Don’t worry my day get’s worse not just the deer’s. After biking all the way to Ludham I realised that I couldn’t get in to get my desperately needed medication because the stupid surgery was shut on a Wednesday afternoon, arse! (I didn’t know, should have but didn’t.) So I was more than a little annoyed at myself to say the least but what could I do except bike back again. Not happy infact my blood was boiling so much I had to stop and sit down on a bench have a rollie and read some of my book to calm myself down. I then noticed that there was a book rack in a butchers shop and thought it rather odd and so now that I was not only distracted by what I had seen but curious I had to go and investigate.

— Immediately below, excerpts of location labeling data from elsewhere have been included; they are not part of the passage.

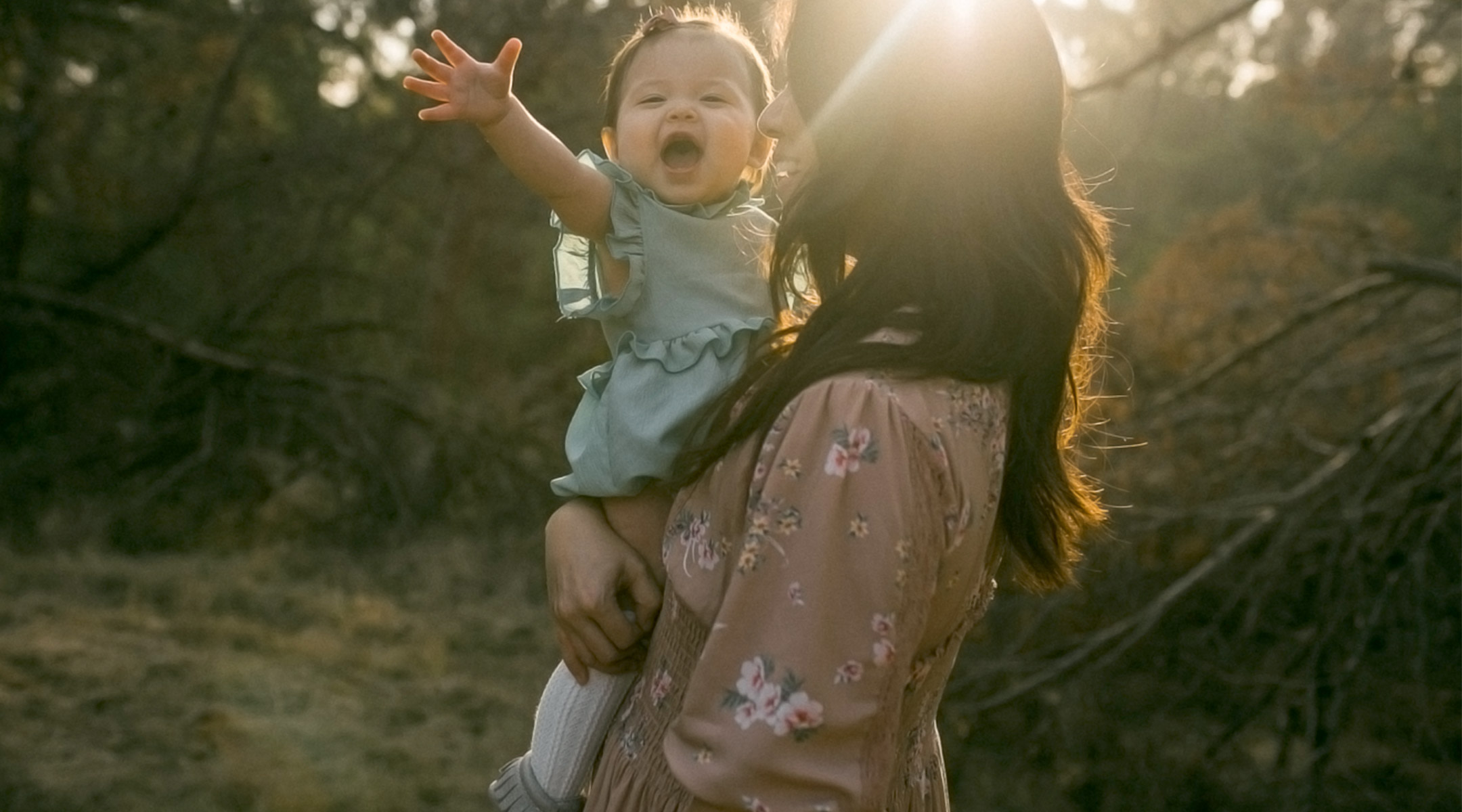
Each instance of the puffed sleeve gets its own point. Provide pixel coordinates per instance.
(577, 262)
(796, 700)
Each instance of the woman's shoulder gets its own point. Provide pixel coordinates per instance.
(930, 405)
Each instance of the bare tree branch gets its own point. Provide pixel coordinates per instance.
(187, 195)
(1419, 269)
(164, 336)
(1167, 50)
(1304, 316)
(15, 187)
(1132, 629)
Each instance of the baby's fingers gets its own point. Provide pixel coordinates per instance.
(435, 91)
(451, 50)
(441, 113)
(430, 65)
(508, 58)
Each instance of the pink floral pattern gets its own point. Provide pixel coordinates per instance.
(782, 706)
(806, 591)
(848, 672)
(692, 531)
(851, 447)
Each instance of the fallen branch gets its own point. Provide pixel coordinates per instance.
(1132, 629)
(1170, 49)
(1304, 316)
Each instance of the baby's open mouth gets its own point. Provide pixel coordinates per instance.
(680, 152)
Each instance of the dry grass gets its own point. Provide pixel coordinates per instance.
(271, 679)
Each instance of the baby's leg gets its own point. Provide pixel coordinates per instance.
(641, 522)
(569, 732)
(572, 719)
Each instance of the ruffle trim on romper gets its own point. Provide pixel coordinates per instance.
(577, 263)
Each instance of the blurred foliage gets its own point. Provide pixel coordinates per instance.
(246, 297)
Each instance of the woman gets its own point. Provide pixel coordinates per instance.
(838, 532)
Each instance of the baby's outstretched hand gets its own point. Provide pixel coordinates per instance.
(468, 89)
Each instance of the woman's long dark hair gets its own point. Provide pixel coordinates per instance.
(937, 127)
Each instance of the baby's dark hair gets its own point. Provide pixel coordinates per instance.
(688, 18)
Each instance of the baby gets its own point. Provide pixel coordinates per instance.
(663, 246)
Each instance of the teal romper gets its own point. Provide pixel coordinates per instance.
(679, 334)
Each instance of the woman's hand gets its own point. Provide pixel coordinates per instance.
(594, 576)
(468, 89)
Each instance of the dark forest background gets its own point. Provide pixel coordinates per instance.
(282, 384)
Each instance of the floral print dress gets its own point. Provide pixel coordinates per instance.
(818, 589)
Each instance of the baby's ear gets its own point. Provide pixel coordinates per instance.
(761, 151)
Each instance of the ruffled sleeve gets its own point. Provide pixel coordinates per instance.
(797, 696)
(577, 262)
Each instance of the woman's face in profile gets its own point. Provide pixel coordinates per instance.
(794, 158)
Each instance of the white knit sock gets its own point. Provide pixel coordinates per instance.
(571, 725)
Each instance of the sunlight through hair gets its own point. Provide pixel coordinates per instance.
(962, 15)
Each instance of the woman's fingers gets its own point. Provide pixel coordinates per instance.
(594, 646)
(572, 658)
(644, 595)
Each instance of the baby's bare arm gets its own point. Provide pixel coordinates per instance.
(641, 522)
(483, 94)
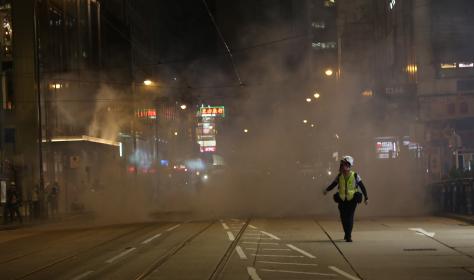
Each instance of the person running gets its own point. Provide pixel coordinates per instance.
(348, 195)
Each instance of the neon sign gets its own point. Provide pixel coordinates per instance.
(146, 113)
(392, 4)
(215, 111)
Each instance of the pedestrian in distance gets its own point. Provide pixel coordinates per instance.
(14, 204)
(53, 199)
(348, 196)
(35, 202)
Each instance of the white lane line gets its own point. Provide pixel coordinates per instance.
(422, 231)
(231, 236)
(301, 251)
(151, 238)
(111, 260)
(298, 272)
(302, 264)
(173, 227)
(276, 249)
(277, 256)
(253, 273)
(240, 252)
(256, 238)
(83, 275)
(261, 243)
(225, 226)
(343, 273)
(270, 235)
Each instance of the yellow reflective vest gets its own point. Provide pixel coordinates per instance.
(347, 188)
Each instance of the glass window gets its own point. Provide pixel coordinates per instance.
(324, 45)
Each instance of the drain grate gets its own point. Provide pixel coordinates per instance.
(419, 249)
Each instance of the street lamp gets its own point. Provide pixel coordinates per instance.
(328, 72)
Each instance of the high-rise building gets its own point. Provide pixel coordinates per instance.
(424, 72)
(61, 62)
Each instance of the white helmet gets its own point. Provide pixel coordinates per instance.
(348, 159)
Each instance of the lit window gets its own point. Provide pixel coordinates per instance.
(329, 3)
(391, 4)
(466, 64)
(323, 45)
(463, 108)
(448, 65)
(318, 25)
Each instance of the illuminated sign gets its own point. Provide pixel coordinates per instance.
(466, 65)
(386, 147)
(208, 149)
(215, 111)
(146, 114)
(392, 4)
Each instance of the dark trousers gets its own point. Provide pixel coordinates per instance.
(346, 212)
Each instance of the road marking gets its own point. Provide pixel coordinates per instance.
(240, 252)
(151, 238)
(270, 235)
(253, 273)
(303, 264)
(422, 231)
(343, 273)
(231, 236)
(83, 275)
(276, 249)
(173, 228)
(299, 272)
(261, 243)
(301, 251)
(278, 256)
(111, 260)
(256, 238)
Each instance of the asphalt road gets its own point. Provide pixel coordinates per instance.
(292, 248)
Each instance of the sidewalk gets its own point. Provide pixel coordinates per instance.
(28, 223)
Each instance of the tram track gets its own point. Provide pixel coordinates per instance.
(171, 252)
(230, 250)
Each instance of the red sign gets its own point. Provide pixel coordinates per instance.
(212, 111)
(146, 114)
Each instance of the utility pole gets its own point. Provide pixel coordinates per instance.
(38, 100)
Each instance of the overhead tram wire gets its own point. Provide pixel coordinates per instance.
(236, 72)
(183, 60)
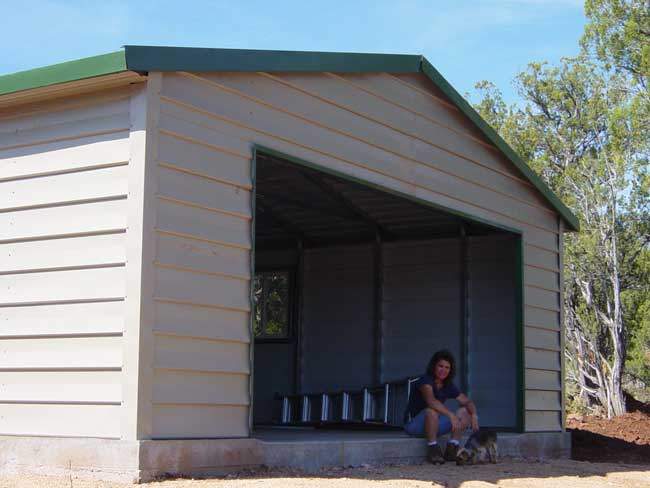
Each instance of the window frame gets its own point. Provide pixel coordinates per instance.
(292, 306)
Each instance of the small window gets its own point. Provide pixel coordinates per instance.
(271, 305)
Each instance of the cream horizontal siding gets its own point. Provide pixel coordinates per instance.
(63, 190)
(201, 366)
(388, 130)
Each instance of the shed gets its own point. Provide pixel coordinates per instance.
(186, 234)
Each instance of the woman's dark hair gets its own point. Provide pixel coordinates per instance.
(443, 355)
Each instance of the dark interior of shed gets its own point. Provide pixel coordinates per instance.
(356, 285)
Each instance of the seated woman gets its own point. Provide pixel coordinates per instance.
(428, 414)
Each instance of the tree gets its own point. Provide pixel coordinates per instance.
(618, 33)
(580, 128)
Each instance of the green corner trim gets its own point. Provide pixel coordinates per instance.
(435, 76)
(519, 327)
(79, 69)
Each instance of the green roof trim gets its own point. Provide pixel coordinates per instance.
(104, 64)
(156, 58)
(152, 58)
(434, 75)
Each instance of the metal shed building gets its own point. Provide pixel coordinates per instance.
(142, 192)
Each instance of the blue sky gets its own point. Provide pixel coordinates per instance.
(466, 40)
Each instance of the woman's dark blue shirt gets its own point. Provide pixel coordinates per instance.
(416, 400)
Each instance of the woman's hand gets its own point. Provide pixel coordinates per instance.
(475, 423)
(455, 423)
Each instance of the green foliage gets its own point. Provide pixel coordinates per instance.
(618, 33)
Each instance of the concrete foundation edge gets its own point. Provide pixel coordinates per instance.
(140, 461)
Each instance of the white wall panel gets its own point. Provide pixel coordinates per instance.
(63, 188)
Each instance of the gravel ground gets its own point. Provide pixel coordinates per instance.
(508, 473)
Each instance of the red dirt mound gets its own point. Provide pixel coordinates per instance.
(623, 439)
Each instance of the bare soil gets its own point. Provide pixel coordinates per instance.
(507, 474)
(622, 439)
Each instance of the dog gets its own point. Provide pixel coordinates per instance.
(480, 448)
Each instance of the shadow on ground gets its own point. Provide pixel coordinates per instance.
(511, 473)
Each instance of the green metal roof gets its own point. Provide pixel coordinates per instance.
(153, 58)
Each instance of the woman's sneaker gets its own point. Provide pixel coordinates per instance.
(434, 454)
(451, 451)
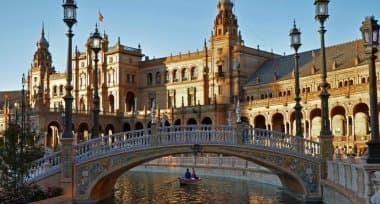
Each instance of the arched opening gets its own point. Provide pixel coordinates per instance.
(316, 124)
(206, 121)
(192, 121)
(293, 123)
(111, 102)
(245, 120)
(361, 127)
(52, 137)
(130, 102)
(177, 122)
(109, 130)
(338, 123)
(82, 133)
(126, 127)
(278, 122)
(139, 126)
(260, 122)
(82, 105)
(103, 184)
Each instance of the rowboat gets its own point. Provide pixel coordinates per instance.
(192, 181)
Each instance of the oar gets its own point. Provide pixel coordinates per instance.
(171, 181)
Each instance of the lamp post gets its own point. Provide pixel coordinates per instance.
(67, 150)
(370, 33)
(321, 14)
(96, 40)
(295, 43)
(70, 19)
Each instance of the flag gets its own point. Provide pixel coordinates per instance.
(100, 16)
(357, 46)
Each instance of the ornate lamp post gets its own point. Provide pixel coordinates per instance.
(370, 32)
(295, 43)
(70, 19)
(321, 14)
(67, 154)
(96, 46)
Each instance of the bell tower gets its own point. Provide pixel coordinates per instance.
(223, 39)
(41, 68)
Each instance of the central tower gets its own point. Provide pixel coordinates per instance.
(223, 39)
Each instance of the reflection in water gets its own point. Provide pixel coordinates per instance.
(144, 187)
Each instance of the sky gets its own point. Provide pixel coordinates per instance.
(166, 26)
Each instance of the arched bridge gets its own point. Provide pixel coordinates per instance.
(99, 162)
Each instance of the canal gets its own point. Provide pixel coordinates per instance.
(152, 187)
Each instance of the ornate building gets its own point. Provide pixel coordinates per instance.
(203, 86)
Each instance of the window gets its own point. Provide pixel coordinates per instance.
(61, 90)
(158, 77)
(175, 75)
(54, 90)
(149, 79)
(194, 74)
(184, 74)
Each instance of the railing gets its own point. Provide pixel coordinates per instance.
(196, 134)
(280, 141)
(177, 135)
(111, 144)
(45, 166)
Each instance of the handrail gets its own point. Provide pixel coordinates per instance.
(44, 166)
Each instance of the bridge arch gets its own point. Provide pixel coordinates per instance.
(139, 126)
(192, 121)
(126, 127)
(206, 121)
(177, 122)
(110, 129)
(103, 173)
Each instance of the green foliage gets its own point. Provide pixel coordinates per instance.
(17, 152)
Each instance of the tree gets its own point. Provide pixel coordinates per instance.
(17, 151)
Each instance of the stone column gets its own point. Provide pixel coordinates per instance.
(67, 176)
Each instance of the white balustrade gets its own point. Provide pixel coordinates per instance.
(176, 135)
(112, 143)
(44, 166)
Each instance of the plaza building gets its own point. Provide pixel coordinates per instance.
(203, 87)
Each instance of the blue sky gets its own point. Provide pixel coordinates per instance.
(166, 26)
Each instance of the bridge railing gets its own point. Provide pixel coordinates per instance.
(196, 134)
(44, 166)
(112, 143)
(280, 141)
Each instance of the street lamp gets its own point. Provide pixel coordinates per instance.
(295, 43)
(69, 8)
(370, 33)
(321, 14)
(96, 46)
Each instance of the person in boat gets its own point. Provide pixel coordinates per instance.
(187, 174)
(193, 175)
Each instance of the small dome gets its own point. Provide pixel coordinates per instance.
(43, 42)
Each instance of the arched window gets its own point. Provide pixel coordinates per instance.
(149, 79)
(54, 90)
(194, 74)
(158, 77)
(61, 90)
(167, 76)
(184, 74)
(175, 75)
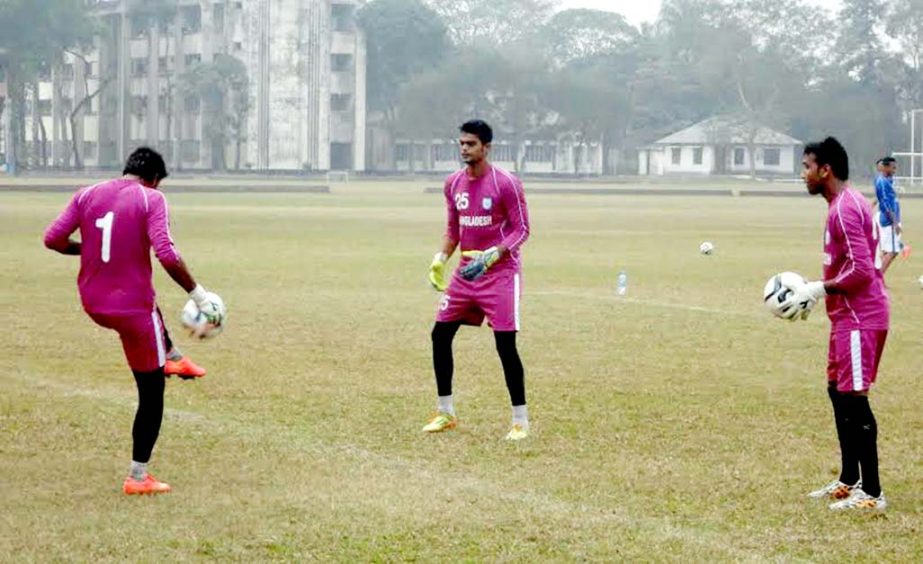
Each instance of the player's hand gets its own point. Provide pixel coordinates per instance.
(209, 309)
(437, 272)
(802, 300)
(479, 263)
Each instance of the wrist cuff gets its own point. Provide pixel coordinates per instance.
(817, 290)
(198, 294)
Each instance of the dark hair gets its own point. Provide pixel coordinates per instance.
(146, 164)
(480, 128)
(830, 152)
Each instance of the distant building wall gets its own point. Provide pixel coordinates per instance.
(306, 65)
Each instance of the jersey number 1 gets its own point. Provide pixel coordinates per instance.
(105, 223)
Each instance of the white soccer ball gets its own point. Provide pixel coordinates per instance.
(195, 320)
(779, 288)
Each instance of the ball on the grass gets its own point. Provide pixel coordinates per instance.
(194, 320)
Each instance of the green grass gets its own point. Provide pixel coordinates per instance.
(679, 423)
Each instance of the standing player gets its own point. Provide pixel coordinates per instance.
(889, 207)
(487, 216)
(119, 222)
(859, 315)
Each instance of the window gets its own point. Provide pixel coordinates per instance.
(341, 17)
(502, 153)
(540, 153)
(139, 105)
(192, 104)
(139, 25)
(138, 67)
(218, 17)
(190, 151)
(772, 157)
(341, 62)
(445, 152)
(340, 102)
(191, 18)
(738, 156)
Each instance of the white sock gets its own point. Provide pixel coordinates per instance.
(447, 405)
(521, 415)
(138, 470)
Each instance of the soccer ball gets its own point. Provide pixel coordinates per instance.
(195, 320)
(779, 288)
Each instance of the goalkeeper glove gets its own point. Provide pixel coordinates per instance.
(479, 263)
(802, 300)
(209, 308)
(437, 272)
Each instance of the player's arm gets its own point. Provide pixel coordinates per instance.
(513, 200)
(859, 267)
(57, 235)
(158, 231)
(437, 268)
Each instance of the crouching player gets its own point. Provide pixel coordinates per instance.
(119, 222)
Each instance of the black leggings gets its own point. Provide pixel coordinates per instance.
(444, 366)
(146, 428)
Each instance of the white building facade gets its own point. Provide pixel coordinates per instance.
(304, 101)
(720, 146)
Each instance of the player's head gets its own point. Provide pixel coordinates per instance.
(148, 165)
(824, 163)
(474, 142)
(887, 166)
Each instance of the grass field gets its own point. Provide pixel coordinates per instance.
(680, 423)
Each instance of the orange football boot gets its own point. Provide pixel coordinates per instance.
(148, 486)
(184, 368)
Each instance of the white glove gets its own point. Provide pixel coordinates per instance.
(203, 301)
(802, 300)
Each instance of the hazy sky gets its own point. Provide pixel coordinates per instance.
(637, 11)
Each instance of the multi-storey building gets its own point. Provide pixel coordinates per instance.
(302, 107)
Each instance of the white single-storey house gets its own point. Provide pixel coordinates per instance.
(536, 157)
(720, 145)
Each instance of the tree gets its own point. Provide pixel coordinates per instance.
(859, 44)
(33, 34)
(222, 87)
(575, 35)
(492, 22)
(78, 109)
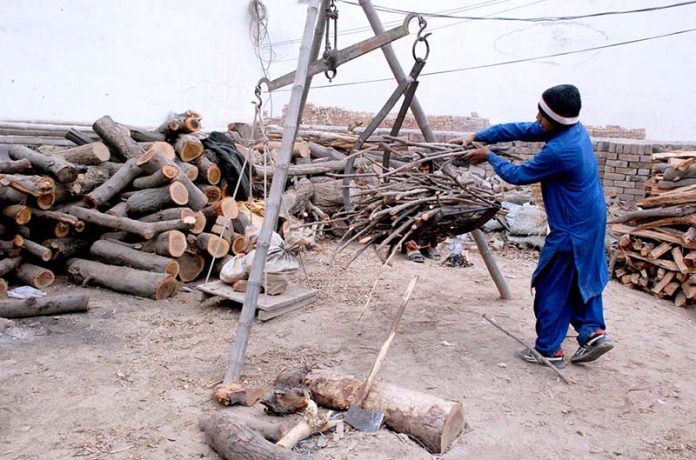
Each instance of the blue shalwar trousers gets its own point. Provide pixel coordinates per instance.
(558, 304)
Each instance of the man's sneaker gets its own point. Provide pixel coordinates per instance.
(557, 359)
(598, 344)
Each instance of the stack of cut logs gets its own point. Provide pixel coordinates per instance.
(133, 224)
(656, 249)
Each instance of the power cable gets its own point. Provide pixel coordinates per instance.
(516, 61)
(537, 19)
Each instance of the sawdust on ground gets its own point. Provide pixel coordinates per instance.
(129, 379)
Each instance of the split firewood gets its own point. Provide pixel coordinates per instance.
(169, 244)
(117, 138)
(90, 154)
(116, 254)
(55, 166)
(44, 306)
(188, 147)
(22, 166)
(235, 440)
(282, 400)
(20, 214)
(191, 266)
(123, 279)
(434, 422)
(35, 276)
(150, 200)
(230, 394)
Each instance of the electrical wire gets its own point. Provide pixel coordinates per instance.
(537, 19)
(516, 61)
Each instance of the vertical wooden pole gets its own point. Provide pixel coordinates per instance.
(422, 120)
(280, 174)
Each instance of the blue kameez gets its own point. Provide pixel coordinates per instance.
(572, 269)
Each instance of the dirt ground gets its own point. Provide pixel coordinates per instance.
(130, 379)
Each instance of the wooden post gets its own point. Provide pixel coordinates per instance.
(241, 339)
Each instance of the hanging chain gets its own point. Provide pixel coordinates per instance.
(421, 38)
(330, 48)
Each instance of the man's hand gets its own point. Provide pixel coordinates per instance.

This meant that I had to be brave on a day when things were not going to well but I mustered up the whatever you call it and went into the shop and asked the butcher…” why do you have books in your shop?” Bless him he didn’t give me the short version funny how no one in these little villages know the short version of anything. It was a lovely story about his wife and being as forgetful as me and how a mistake turned into something wonderful like selling books in your husbands butchers shop to help make money for local charities. At present they are giving the money to our closed on Wednesday’s surgery as they need some new equipment. So it was worth being brave for. Not only that but I got two new books. I brought The Hobbit although I have read it I do not own it so thought why not it’s not a lot of money and it’s going to a good cause. Plus it meant something good had come out of my so far pointless trip. Then I turned the bookcase round and what did I see but Gold, well as close as. It was a Terry Pratchett book and it just so happened to be one that I haven’t read and now I own. Well chuffed that made up for the biking the dead deer and the surgery being closed!